To return now to Mr. Webster’s public life. First, perhaps, among his memorable addresses should be named his “Reply to Hayne” in the Senate Chamber, January 26, 1830, which has been pronounced “next to the Constitution the most correct and complete exposition of the true powers and functions of the Federal government,” a speech “replete with eloquence and power, clear in statement, grand in language, irresistible in argument.” One of the grandest mementos in Faneuil Hall, Boston, is the painting by Healy, which reproduces the scene of that matchless eloquence. There is no questioning the fact, and it cannot be too strongly emphasized, that “Mr. Webster was thoroughly national,” with “no taint of sectionalism or narrow local prejudice about him.” As a diplomatist he rendered eminent service to the country, entitling him to honorable fame and lasting gratitude. Not to speak of his great forensic efforts and numerous forceful occasional speeches, his Bi-centennial Discourse at Plymouth, the two Bunker Hill Addresses and the Eulogy on Adams and Jefferson are recognized triumphs of American oratory. In his famous 7th of March speech, 1850, it has been said, “he broke from his past and closed his public career with a terrible mistake.” A more generous-minded critic argues that his course on that occasion was “consistent with his whole career in postponing all other considerations to the supreme need of saving the Union.” And Whittier, whose muse had earlier made bitter lamentation over departed glory, reviewing in the calm eventide of life the great conflict for Union and Liberty, which sad concessions had availed not to stay, recognizing Mr.
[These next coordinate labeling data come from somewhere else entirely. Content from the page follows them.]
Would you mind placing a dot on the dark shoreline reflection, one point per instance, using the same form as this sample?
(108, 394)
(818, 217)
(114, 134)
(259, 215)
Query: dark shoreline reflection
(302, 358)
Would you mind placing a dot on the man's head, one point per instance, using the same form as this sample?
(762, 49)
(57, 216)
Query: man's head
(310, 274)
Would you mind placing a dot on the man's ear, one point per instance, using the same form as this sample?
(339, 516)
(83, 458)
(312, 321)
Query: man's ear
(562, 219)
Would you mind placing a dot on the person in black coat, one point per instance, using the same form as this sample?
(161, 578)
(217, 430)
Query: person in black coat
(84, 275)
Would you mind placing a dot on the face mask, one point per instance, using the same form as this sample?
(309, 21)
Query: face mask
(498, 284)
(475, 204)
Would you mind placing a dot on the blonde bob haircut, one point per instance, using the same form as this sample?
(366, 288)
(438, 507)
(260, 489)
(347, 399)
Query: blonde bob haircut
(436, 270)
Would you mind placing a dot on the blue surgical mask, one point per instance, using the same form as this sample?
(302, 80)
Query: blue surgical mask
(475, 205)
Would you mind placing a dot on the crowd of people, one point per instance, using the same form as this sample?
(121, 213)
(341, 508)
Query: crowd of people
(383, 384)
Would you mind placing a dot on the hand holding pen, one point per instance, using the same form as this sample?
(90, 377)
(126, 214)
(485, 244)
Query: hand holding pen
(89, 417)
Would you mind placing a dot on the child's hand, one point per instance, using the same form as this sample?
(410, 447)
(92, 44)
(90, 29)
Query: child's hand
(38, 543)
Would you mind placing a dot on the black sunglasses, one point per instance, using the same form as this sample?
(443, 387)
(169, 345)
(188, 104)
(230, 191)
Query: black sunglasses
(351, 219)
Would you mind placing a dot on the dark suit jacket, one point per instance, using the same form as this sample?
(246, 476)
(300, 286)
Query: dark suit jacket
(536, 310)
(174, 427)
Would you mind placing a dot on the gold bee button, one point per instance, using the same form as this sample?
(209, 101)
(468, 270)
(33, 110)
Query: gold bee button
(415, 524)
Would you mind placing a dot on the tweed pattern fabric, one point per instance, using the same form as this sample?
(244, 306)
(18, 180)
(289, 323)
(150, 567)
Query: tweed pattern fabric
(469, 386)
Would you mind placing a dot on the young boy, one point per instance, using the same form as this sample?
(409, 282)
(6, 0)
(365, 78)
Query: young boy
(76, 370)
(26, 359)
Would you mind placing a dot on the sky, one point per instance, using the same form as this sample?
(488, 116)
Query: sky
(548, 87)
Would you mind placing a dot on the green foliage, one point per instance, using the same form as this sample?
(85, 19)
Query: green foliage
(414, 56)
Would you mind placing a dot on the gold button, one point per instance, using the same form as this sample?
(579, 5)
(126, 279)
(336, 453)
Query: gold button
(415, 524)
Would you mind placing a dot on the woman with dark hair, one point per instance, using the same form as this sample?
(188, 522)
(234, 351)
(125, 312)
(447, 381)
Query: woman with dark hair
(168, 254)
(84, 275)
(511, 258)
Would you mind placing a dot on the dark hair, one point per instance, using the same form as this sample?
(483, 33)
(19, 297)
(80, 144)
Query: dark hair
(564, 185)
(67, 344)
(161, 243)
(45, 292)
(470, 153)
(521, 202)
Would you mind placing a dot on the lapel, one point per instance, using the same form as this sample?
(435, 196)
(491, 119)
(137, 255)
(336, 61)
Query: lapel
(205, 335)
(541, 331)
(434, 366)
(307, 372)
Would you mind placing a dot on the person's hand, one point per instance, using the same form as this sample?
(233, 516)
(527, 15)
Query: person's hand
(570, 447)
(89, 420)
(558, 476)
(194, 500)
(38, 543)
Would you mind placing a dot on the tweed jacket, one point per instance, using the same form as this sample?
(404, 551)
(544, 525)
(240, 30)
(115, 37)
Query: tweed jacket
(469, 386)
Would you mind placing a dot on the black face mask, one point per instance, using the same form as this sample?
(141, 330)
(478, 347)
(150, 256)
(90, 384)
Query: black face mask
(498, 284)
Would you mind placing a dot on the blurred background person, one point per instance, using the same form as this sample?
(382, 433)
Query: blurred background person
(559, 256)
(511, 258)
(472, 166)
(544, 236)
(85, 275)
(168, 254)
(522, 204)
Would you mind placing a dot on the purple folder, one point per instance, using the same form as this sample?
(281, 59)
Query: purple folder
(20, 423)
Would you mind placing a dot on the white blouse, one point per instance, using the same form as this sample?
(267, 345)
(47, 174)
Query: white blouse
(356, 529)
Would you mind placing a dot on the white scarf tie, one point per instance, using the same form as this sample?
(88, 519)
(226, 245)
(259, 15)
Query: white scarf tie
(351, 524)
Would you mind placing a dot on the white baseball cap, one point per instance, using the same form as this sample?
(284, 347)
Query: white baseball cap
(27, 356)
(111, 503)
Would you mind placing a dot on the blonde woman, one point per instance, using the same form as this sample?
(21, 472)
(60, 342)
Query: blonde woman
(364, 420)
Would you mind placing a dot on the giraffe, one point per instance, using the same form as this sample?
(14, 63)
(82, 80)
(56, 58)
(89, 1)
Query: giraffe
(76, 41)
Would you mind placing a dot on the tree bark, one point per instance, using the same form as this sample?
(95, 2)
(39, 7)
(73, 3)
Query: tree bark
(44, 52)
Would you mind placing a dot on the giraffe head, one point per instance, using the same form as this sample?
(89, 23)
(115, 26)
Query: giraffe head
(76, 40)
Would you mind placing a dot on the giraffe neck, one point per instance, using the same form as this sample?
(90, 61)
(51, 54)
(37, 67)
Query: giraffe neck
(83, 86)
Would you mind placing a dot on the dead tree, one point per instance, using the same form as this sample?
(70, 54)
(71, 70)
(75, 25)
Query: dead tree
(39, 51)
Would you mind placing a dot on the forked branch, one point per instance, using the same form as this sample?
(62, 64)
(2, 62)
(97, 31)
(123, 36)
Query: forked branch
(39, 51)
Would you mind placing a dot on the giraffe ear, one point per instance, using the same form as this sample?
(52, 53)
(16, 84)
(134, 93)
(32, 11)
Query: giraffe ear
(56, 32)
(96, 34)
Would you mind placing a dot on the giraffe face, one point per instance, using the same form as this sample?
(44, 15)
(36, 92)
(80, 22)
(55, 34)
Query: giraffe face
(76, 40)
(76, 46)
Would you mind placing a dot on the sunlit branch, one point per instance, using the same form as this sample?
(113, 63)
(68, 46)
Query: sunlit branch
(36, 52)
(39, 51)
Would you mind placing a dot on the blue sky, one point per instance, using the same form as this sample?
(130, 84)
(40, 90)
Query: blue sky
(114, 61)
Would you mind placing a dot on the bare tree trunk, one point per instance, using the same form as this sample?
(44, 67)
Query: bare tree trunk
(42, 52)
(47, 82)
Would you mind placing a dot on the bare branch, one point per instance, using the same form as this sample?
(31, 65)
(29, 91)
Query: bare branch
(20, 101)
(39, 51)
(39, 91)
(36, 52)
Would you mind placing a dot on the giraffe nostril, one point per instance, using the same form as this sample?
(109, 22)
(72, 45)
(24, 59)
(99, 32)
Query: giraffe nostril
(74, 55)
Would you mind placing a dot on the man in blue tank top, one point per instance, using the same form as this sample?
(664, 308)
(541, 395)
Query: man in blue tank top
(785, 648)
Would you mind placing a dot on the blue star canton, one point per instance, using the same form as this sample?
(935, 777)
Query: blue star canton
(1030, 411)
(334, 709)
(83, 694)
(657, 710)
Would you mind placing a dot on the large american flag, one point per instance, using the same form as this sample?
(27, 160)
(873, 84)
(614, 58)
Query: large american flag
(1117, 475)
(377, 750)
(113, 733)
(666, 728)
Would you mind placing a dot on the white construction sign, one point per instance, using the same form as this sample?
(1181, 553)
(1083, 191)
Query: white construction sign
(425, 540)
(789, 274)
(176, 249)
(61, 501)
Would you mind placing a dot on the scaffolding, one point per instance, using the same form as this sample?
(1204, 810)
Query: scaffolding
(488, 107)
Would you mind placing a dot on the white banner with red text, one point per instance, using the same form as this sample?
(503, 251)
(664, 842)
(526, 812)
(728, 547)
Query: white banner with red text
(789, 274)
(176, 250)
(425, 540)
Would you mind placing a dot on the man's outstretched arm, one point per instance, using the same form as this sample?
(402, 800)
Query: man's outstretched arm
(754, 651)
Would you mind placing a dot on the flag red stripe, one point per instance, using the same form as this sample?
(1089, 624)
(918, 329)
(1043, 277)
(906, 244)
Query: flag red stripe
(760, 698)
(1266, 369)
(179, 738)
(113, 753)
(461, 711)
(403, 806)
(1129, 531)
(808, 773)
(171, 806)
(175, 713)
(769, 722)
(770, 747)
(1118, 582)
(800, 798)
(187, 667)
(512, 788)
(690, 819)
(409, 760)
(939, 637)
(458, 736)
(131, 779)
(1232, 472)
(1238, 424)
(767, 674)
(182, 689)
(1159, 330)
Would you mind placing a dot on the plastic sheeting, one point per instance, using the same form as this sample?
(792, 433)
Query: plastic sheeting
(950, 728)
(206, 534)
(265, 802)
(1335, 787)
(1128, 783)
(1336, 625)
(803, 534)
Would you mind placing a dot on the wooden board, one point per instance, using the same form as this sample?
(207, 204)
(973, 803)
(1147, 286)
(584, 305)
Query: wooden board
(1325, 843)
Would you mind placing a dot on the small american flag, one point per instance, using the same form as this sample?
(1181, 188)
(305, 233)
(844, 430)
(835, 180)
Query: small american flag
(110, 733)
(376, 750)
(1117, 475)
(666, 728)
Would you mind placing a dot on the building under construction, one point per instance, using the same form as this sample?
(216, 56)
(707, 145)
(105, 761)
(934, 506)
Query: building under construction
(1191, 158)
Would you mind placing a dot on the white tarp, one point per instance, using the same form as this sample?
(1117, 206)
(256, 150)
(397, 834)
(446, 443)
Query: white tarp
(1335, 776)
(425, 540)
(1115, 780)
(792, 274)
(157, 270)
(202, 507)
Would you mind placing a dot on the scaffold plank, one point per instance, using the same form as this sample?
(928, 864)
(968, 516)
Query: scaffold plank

Webster’s rich endowment, his power to call out the might of men in noble cause, offers gracious tribute to the sleeper by the “lonely northern sea, where long and low the marsh-lands spread”:-
“Wise men and strong we did not lack; But still, with memory turning back, In the dark hours we thought of thee, And thy lone grave beside the sea.
“But where thy native mountains bare Their foreheads to diviner air, Fit emblem of enduring fame, One lofty summit keeps thy name. For thee the cosmic forces did The rearing of that pyramid, The prescient ages shaping with Fire, flood, and frost thy monolith. Sunrise and sunset lay thereon With hands of light their benison, The stars of midnight pause to set Their jewels in its coronet. And evermore that mountain mass Seems climbing from the shadowy pass To light, as if to manifest Thy nobler self, thy life at best!”